The Pitfalls of Body Fat “Measurement”: Part 2

 

In part 1 of this series, I told you how the only true way to measure body fat is to kill you, strip off of the fat, and weigh it.  All of the methods available for live people are nothing more than predictions, predictions with sizeable errors.  Now you will learn just how big the errors are, and where they come from. 

Dos Compartimento 

Most body fat estimation techniques are based on a two compartment model.  This means we divide your body into two components:  fat, and fat-free mass.  Fat-free mass includes everything that is not fat; this means it includes your organs, muscle, bone, and body water.  This is where many people make a mistake; they see their fat-free mass change, and they assume it was a change in muscle.  However, we aren’t estimating muscle with a two-compartment model; we are estimating anything that isn’t fat.  A simple change in body water will appear as a change in fat-free mass.  So you always need to be careful and avoid equating fat-free mass and muscle. 

Underwater, or hydrostatic, weighing has long been considered the “gold standard” of two compartment models.  

 

This is where we weigh you in an underwater tank, while simultaneously measuring the amount of water you displace (which gives us your body volume, or the amount of space your body takes up).  Fat-free mass is more dense than fat; it weighs more for a given volume.  Second, fat tends to float in water, while fat-free mass tends to sink.  We use these principles to caculate your body density.  From this number, we can estimate your fat and fat-free mass.  The Bod Pod is based on a similar principle, except we determine how much air you displace, rather than water. 

Underwater Weighing a Gold Standard?  More Like Bronze Standard 

Anyone who has been weighed underwater will tell you that it’s not a very comfortable process.  You have to get in a swimsuit, get as much air as possible out of your swimsuit when in the water, get as much air bubbles as possible off of your skin, blow out as much air as possible, and then submerge underwater while sitting on a “swing”.  You have to remain steady as the person takes the measurement.  You will often need to repeat this numerous times to get a decent measurement.  A lot of things can contribute to error in the measurement, such as not successfully blowing out all the air in your lungs, or having air bubbles trapped in your hair. 

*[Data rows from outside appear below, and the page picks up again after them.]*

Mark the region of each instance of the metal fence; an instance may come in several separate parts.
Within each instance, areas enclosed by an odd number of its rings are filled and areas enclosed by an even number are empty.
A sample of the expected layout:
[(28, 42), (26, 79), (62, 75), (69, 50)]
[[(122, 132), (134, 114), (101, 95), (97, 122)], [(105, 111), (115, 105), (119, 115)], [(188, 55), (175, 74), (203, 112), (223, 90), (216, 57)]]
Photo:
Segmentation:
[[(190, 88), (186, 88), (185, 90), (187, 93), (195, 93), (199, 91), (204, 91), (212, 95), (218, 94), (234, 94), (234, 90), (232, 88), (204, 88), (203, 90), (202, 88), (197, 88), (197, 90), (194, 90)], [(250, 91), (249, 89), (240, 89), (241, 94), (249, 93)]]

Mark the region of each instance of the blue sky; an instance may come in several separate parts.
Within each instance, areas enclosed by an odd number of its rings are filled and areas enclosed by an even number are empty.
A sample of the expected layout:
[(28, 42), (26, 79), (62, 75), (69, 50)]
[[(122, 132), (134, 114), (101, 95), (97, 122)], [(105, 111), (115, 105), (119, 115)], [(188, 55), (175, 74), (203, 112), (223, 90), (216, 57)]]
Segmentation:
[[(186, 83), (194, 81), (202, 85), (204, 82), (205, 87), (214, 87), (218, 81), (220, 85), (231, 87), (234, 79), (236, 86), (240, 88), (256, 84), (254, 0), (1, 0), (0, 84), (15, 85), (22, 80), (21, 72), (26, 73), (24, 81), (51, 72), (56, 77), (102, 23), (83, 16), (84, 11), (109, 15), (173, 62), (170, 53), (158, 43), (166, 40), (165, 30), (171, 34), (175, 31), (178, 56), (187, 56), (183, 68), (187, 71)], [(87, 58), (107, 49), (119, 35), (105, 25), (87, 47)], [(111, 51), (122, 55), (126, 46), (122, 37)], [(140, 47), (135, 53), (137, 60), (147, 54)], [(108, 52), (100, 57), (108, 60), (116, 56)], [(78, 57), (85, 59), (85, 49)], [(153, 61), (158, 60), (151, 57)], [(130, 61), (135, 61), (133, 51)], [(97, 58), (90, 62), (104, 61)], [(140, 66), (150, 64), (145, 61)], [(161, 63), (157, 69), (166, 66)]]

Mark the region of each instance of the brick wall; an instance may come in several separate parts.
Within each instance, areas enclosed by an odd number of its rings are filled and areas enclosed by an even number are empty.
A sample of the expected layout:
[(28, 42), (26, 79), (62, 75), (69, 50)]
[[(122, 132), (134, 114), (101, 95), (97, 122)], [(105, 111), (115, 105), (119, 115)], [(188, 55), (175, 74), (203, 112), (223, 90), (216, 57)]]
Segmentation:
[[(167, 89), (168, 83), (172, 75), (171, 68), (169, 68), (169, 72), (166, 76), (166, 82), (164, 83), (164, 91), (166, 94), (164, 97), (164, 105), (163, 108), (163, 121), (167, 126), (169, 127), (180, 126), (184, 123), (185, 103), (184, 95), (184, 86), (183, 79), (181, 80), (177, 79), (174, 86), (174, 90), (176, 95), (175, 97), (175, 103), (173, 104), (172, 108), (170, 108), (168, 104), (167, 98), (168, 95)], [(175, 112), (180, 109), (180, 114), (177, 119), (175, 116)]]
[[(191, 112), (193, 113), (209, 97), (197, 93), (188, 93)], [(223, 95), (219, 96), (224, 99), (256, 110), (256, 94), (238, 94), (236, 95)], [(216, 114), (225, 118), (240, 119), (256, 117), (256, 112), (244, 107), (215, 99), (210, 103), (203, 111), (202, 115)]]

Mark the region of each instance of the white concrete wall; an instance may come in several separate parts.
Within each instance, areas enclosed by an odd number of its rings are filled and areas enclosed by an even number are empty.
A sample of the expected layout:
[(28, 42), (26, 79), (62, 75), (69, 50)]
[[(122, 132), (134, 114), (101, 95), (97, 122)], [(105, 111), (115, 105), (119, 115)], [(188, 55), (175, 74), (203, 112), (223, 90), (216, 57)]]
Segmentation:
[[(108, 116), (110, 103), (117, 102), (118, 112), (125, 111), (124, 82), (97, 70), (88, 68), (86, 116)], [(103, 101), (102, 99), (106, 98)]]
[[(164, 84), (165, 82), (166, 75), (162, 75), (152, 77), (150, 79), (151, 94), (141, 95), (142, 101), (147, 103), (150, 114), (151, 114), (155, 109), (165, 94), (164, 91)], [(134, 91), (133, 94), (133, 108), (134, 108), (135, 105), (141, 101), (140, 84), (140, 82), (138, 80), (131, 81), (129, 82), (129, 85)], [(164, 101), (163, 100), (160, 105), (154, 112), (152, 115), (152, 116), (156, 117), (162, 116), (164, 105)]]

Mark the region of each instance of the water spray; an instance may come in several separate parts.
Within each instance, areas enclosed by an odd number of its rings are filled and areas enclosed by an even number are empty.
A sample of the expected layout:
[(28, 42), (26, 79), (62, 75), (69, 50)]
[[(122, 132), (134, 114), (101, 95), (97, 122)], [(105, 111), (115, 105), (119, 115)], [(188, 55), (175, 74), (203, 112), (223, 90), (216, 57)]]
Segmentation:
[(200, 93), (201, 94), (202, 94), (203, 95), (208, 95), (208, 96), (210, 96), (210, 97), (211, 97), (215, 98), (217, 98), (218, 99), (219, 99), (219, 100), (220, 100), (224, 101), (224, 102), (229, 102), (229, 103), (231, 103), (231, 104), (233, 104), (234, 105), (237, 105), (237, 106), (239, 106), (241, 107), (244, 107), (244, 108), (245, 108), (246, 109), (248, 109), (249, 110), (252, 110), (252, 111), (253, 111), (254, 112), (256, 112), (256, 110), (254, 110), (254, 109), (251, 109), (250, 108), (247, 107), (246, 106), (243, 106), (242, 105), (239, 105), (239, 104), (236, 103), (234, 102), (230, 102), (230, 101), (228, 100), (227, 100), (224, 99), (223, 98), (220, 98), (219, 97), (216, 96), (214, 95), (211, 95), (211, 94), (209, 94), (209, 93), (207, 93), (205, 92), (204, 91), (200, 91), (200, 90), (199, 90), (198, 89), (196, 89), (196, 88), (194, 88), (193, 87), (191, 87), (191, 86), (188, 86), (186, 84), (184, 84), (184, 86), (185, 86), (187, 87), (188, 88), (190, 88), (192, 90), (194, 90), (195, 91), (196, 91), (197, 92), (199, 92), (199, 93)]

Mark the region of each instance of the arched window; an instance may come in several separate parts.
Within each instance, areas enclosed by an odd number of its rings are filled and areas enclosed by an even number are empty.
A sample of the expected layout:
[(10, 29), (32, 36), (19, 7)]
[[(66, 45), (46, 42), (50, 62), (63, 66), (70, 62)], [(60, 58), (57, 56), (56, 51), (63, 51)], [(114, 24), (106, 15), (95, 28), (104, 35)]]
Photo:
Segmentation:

Even under absolutely perfect circumstances, there are still sources of error.  You have to estimate the amount of air that is still present in your digestive tract (which will contribute to how much you float).  Your lungs always have a certain amount of air left in them (known as residual volume); otherwise they would collapse.  While we can directly measure this residual volume, most of the time it is estimated.  This also contributes to how much you float in the water, which contributes to error. 

However, the biggest source of error is where we convert body density into a body fat percentage.  Most often we use the Siri Equation to do this.  This equation assumes that fat-free mass has a certain density.  However, research has shown that the density of fat-free mass can change depending upon your ethnicity.   This means that the amount of error is affected by whether you are Caucasian, African-American, Native American, or some other ethnicity.  Not only that, but a simple change in your body weight can also change the density of your fat-free mass.  This means that weight loss or weight gain contributes to error; this is a problem if you are trying to measure change over time.  This also means that things such as your hydration status can change the outcome of the final number

Cuatro Compartimento 

Basically, the whole two compartment model has significant potential for error because of the assumptions made about the density of fat-free mass.  So how much error are we talking about here?  To answer that question, we need a standard against which we can compare underwater weighing.  Since we can’t kill people, we need something else.  Enter the four compartment model.  This is where we divide the body into 4 components:  mineral, water, fat, and protein.  This model has an advantage over the two compartment model because it avoids the assumptions about the density of fat-free mass.  It involves measuring body density with underwater weighing or the Bod Pod, total body water using a technique called deuterium dilution, and bone mineral content using DEXA.  Equations are then used to get the estimates for the four components.  A four compartment model is very expensive and isn’t available to your average Joe; it’s only used in research studies.  While the results are still an estimate, it is by far the best estimate that can be made in a live person.  The four compartment model is the gold standard against which all other techniques should be judged. 

Small Error For Populations, Not Individuals 

So how does underwater weighing compare to the 4-compartment model?  This is where you have to differentiate between how good something is on average, and how good it is in individuals.  A technique could give you a 0% error rate on average, but half the people could have a +10% error and the other half could have -10% error.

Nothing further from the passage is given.